Les gouvernements et l’Agence européenne de défense doivent encourager la consolidation de l’industrie navale européenne
Paris, le 7 décembre – L’Assemblée de l’
UEO a demandé d’une part à l’Agence européenne de défense (
AED) d’accorder une importance prioritaire à l’industrie navale européenne de défense, d’autre part aux gouvernements de l’
UE de favoriser les regroupements entre les constructeurs, condition essentielle du succès de la politique européenne de sécurité et de défense (
PESD).
Présentant un rapport intitulé « L’avenir de l’industrie navale européenne de défense », adopté à l’unanimité, Elvira Cortajarena Iturrioz (Espagne/Groupe socialiste) a déclaré que l’
AED « a les moyens » de stimuler la restructuration et la réorganisation du secteur afin de soutenir sa compétitivité, mais que cela ne sera possible que si les gouvernements soutiennent cette démarche en faisant preuve d’« une réelle volonté politique ». Il faudra donc fournir aux entreprises le cadre juridique leur permettant de fusionner, harmoniser les normes et réglementations juridiques, standardiser les systèmes d’acquisition et faire converger les budgets de défense. Elle a déploré que jusqu’ici, la coopération ait été « assez faible ».
Le rapport présenté par la Commission technique et aérospatiale reconnaît néanmoins que l’

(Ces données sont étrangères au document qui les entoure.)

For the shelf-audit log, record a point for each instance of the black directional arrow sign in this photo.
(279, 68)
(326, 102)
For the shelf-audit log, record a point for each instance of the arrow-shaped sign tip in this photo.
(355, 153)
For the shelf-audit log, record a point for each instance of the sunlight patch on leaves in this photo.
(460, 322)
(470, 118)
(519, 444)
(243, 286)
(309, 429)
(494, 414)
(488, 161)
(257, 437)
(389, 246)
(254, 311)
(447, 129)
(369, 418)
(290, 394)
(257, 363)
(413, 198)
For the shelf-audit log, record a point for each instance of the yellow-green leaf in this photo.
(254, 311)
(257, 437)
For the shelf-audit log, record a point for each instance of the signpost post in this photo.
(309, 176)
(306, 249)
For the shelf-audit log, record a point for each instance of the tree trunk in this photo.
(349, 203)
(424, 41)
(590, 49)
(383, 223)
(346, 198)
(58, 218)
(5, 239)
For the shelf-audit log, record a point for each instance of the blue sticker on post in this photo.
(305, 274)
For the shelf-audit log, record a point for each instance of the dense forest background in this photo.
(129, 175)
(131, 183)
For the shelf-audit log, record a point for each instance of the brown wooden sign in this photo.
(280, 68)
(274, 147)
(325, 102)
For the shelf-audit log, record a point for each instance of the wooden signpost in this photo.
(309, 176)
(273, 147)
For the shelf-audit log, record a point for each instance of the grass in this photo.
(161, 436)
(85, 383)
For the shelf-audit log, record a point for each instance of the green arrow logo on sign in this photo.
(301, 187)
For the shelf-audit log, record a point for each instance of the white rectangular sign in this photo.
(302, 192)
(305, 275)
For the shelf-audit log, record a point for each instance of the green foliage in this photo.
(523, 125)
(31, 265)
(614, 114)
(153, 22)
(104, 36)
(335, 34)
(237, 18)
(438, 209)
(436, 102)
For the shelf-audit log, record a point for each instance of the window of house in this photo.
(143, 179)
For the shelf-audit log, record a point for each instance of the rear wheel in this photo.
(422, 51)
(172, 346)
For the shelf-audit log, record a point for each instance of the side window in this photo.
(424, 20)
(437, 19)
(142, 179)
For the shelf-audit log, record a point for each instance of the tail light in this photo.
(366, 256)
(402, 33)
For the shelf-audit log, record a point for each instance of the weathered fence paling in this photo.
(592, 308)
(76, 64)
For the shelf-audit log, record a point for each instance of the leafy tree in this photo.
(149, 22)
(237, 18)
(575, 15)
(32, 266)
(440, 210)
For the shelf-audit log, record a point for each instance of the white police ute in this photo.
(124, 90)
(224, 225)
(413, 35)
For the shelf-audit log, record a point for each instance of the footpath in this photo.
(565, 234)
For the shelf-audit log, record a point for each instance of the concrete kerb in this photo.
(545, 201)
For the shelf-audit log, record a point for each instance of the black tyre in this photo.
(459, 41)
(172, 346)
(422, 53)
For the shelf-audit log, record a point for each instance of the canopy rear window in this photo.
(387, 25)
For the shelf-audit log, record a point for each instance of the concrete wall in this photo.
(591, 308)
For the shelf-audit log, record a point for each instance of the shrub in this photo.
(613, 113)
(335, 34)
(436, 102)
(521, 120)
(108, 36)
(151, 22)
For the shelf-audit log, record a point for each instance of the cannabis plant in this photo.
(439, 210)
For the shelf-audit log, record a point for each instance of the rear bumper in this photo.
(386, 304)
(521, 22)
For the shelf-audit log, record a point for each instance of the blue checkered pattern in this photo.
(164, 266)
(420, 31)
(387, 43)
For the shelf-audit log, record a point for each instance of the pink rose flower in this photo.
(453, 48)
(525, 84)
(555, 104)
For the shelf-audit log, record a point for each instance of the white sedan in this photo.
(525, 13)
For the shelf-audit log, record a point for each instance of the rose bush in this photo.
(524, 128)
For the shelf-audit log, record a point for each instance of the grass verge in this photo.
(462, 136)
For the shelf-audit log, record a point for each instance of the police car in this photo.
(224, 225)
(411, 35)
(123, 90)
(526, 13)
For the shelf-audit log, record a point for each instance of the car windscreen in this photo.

UE doit surmonter les obstacles auxquels les Etats-Unis ne se sont pas confrontés. « Nous sommes gênés par les différences de cultures et par une plus grande complexité du tissu industriel », a déclaré Mme Iturrioz. « Certaines entreprises sont étatisées, d’autres sont privées, et d’autres encore sont mixtes ». Le rapport ajoute qu’« il faut insister sur le fait que sans programme européen, la tâche qui consiste à créer un, deux ou trois grands groupes navals européens ne sera pas possible, et il faut pour cela que les pays s’accordent sur les besoins en matériels, assortis d’un calendrier commun et conçus pour des missions semblables ».
Dans sa recommandation, l’Assemblée invite les Etats membres de l’
UEO, en tant que membres de l’
UE, « à s’impliquer immédiatement et conjointement avec l’industrie et l’
UE dans un projet pour l’avenir de l’industrie navale européenne de défense, dont dépendent non seulement la survie de celle-ci mais aussi le succès de la politique européenne de sécurité et de défense ». Ils doivent aussi résoudre les problèmes de financement des programmes navals de défense et encourager la recherche « d’une convergence opérationnelle, de la synchronisation des acquisitions et de l’harmonisation budgétaire ; d’une harmonisation des normes et des possibilités de transferts technologiques ; des accords permettant le développement et la réalisation des programmes européens ».
Le rapport analyse également la position actuelle des industries navales des cinq principaux acteurs européens du secteur – la France, l’Allemagne, l’Italie, l’Espagne et le Royaume-Uni.